Thank you so much, Kathy for featuring this great book! Thank you, Hallee, for the swag bag of fun gifts and a copy of Way Past Worried! It’s already a hit with the two young readers next door (my grands).

Brock is beyond worried about going to his friend Juan’s superhero party. He has so many questions and concerns about who will play with him (or not play with him), what if his costume is not good enough, who will he visit, and what if someone laughs at him. Brock’s worries build and build, making him feel way past worried.

This well-written book gives simple strategies for dealing with worry as the young characters attend a party. If you have a child (or even an middle grade or early teen) who deals with social anxiety, reading this book will help readers talk their way through possible strategies.

What I Loved About This Book:

~ So cute! The characters, setting, story, all of it.

~ Excellent premise! Who has not struggled with anxiety at one time or another? I imagine there will be many more instances of social anxiety once COVID is contained (or managed) and people of all ages are allowed to return to in-person social activities.

~ Great story! As I said before, I think this is well written and it’s very easy to read aloud. My granddaughter was enthralled from beginning to end. That’s her, wearing the mask sent by Hallee and holding my copy of Way Past Worried (which will probably end up at her house).

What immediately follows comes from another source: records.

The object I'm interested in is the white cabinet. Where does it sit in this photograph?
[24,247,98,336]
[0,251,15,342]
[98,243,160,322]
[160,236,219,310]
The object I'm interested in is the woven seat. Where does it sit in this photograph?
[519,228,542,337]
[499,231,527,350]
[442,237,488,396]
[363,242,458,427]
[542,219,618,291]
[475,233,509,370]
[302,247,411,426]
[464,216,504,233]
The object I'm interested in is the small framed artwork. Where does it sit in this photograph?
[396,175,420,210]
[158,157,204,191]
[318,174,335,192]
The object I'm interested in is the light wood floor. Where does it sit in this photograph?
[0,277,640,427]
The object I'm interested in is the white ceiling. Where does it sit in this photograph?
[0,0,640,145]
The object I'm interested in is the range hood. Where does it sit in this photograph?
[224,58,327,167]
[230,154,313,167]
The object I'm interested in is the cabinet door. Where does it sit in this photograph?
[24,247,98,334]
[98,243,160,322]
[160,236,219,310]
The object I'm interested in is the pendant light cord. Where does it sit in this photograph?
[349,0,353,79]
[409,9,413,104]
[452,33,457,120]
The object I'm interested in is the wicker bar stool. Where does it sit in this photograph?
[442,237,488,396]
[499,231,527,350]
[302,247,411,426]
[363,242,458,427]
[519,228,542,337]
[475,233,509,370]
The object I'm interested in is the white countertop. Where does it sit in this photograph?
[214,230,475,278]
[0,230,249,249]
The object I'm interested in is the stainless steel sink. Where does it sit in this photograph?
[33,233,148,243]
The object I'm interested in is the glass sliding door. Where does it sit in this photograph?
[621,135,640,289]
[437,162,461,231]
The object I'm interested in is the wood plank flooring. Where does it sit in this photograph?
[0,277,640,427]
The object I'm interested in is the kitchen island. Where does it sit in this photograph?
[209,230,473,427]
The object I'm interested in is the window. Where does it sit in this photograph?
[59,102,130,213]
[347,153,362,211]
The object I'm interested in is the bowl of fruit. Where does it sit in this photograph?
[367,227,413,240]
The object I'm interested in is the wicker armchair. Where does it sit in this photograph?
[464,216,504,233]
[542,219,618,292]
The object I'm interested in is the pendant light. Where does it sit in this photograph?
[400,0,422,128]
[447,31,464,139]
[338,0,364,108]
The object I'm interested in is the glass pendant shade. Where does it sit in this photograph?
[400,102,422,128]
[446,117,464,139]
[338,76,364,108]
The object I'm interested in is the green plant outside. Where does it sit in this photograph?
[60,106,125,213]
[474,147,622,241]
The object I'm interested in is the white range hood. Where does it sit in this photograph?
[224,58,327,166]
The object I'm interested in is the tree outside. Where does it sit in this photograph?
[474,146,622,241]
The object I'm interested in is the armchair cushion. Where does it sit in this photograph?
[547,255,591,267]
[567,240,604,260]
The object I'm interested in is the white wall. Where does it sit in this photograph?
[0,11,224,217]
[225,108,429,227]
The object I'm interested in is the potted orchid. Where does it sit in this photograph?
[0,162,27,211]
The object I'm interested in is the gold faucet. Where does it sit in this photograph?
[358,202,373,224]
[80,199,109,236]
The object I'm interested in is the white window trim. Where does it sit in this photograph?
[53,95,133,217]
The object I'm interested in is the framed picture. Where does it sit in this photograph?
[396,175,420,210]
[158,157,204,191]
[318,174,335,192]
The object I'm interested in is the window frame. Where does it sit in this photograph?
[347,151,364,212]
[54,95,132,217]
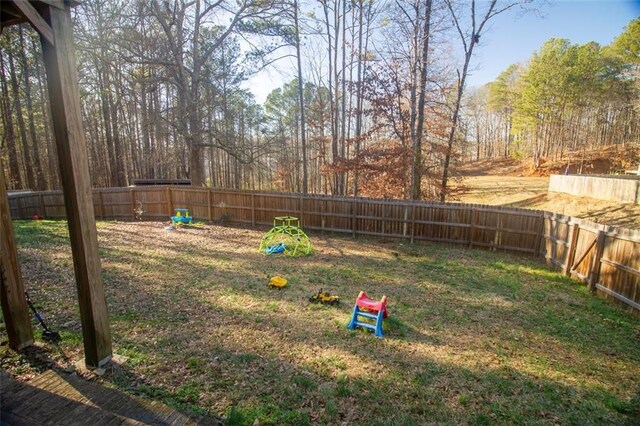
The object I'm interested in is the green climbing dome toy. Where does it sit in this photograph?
[260,216,311,256]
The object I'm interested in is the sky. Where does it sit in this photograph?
[468,0,640,86]
[244,0,640,104]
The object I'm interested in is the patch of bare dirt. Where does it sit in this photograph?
[453,146,640,228]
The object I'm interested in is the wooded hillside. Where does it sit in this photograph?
[0,0,640,200]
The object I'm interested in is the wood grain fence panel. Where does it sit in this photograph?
[9,187,640,310]
[572,229,597,282]
[598,231,640,306]
[132,187,169,220]
[42,191,67,219]
[102,188,131,219]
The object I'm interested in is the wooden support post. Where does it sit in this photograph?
[382,204,387,236]
[251,192,256,226]
[542,215,553,266]
[131,188,137,220]
[402,203,409,238]
[16,195,24,219]
[38,192,47,218]
[41,3,111,368]
[351,198,358,238]
[533,213,544,257]
[589,231,605,293]
[98,189,104,219]
[411,203,416,244]
[562,223,580,277]
[207,188,213,222]
[0,164,33,350]
[320,197,327,235]
[167,186,173,217]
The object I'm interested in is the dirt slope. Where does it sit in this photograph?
[455,147,640,228]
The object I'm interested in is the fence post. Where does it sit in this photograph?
[38,192,47,218]
[17,195,24,219]
[469,205,476,248]
[351,197,358,238]
[320,197,327,235]
[98,189,104,219]
[251,192,256,226]
[207,188,213,222]
[589,230,605,293]
[563,223,580,277]
[542,214,553,266]
[533,212,546,257]
[411,205,416,244]
[130,188,136,220]
[382,203,387,235]
[166,186,173,217]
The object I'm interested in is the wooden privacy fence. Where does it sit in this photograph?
[9,187,640,310]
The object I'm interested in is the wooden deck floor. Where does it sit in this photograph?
[0,370,222,426]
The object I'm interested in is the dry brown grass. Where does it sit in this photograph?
[457,175,640,229]
[1,221,640,425]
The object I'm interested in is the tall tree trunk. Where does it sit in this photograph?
[293,0,309,194]
[18,26,47,191]
[0,52,23,188]
[9,49,36,189]
[411,0,432,200]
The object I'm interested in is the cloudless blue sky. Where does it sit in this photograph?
[244,0,640,103]
[468,0,640,86]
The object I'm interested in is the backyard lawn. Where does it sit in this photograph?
[0,221,640,425]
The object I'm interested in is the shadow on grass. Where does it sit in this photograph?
[6,220,640,424]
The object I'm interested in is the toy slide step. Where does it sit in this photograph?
[356,321,376,331]
[357,311,378,320]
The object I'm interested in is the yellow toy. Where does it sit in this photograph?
[309,289,340,305]
[269,277,287,288]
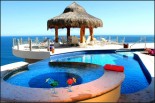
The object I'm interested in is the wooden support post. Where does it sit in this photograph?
[82,27,86,42]
[12,38,16,47]
[89,27,94,41]
[55,26,58,43]
[47,39,50,51]
[35,37,39,44]
[28,37,30,43]
[67,27,70,41]
[29,39,32,51]
[20,38,22,45]
[80,27,83,43]
[17,39,19,50]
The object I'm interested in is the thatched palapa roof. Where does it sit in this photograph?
[47,2,103,29]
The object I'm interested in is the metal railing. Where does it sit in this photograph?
[130,37,146,49]
[12,37,50,51]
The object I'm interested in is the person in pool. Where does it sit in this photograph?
[145,48,155,56]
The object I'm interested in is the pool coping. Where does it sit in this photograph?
[118,52,155,103]
[1,50,155,102]
[1,62,125,102]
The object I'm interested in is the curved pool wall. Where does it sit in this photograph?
[3,49,151,94]
[4,62,104,88]
[50,49,151,94]
[134,54,152,84]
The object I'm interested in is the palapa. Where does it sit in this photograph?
[47,2,103,43]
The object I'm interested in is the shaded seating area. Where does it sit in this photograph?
[47,2,103,47]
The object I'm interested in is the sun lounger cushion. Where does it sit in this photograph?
[103,64,124,72]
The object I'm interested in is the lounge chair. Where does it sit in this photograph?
[145,48,155,56]
[68,36,79,46]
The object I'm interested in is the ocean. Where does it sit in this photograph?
[1,35,155,66]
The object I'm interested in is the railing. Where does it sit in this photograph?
[130,37,146,49]
[12,37,50,51]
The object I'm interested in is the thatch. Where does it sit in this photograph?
[47,2,103,29]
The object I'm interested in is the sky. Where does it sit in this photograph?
[1,1,154,36]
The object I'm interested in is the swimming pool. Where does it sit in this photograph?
[4,50,150,94]
[6,59,104,88]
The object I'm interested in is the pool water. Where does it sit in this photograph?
[6,60,104,88]
[56,52,149,94]
[7,52,149,94]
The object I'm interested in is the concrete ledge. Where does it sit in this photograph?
[1,63,125,102]
[12,48,50,59]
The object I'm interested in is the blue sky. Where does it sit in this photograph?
[1,1,154,36]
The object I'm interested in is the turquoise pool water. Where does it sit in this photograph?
[52,52,149,94]
[7,51,149,94]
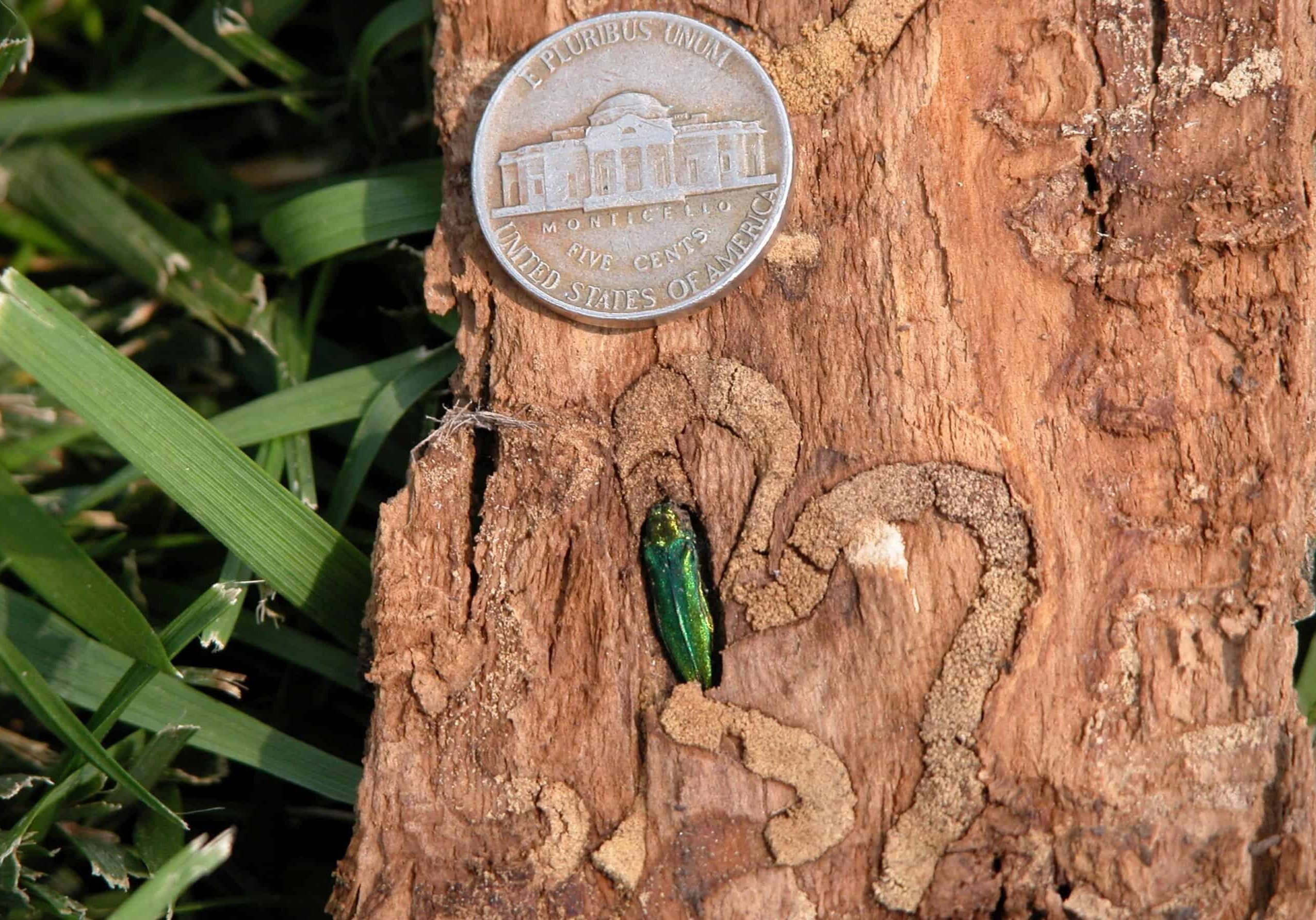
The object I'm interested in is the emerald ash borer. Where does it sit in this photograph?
[640,499,713,689]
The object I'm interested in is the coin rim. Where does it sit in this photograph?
[471,9,795,328]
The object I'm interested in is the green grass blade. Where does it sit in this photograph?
[133,783,184,874]
[63,348,427,520]
[109,828,237,920]
[210,348,427,448]
[112,0,306,92]
[274,298,320,511]
[215,7,311,83]
[1296,642,1316,721]
[233,617,370,694]
[0,269,370,648]
[325,349,457,528]
[0,204,74,255]
[0,90,311,141]
[0,470,174,674]
[199,439,284,651]
[0,425,96,472]
[347,0,434,103]
[108,176,266,325]
[0,626,187,828]
[74,583,239,758]
[0,587,361,803]
[261,160,444,272]
[0,143,265,326]
[0,3,33,91]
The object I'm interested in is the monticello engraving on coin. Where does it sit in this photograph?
[471,12,792,325]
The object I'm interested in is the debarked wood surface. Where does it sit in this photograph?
[330,0,1316,920]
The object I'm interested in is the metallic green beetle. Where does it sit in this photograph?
[640,499,713,689]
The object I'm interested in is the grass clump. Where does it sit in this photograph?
[0,0,456,917]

~ Perfect illustrations! Child-friendly and fun. I enjoyed looking at the illustrations as we read the story together.

Read more about Hallee Adelman at: https://halleeadelman.com/

See more of Sandra de la Prada’s illustrations at: https://www.sandradelaprada.com/

Amazon Blurb:

Brock is worried. Way past worried, with his heart thumping and his mind racing. Today is his friend Juan’s superhero party and he’s going all by himself. What if nobody plays with him? What if everyone laughs at him? Brock doesn’t feel like a superhero, but… what if he can save the day and find a way past worried all by himself? This engaging story speaks to kids’ emerging emotional intelligence skills and helps them learn to manage worry.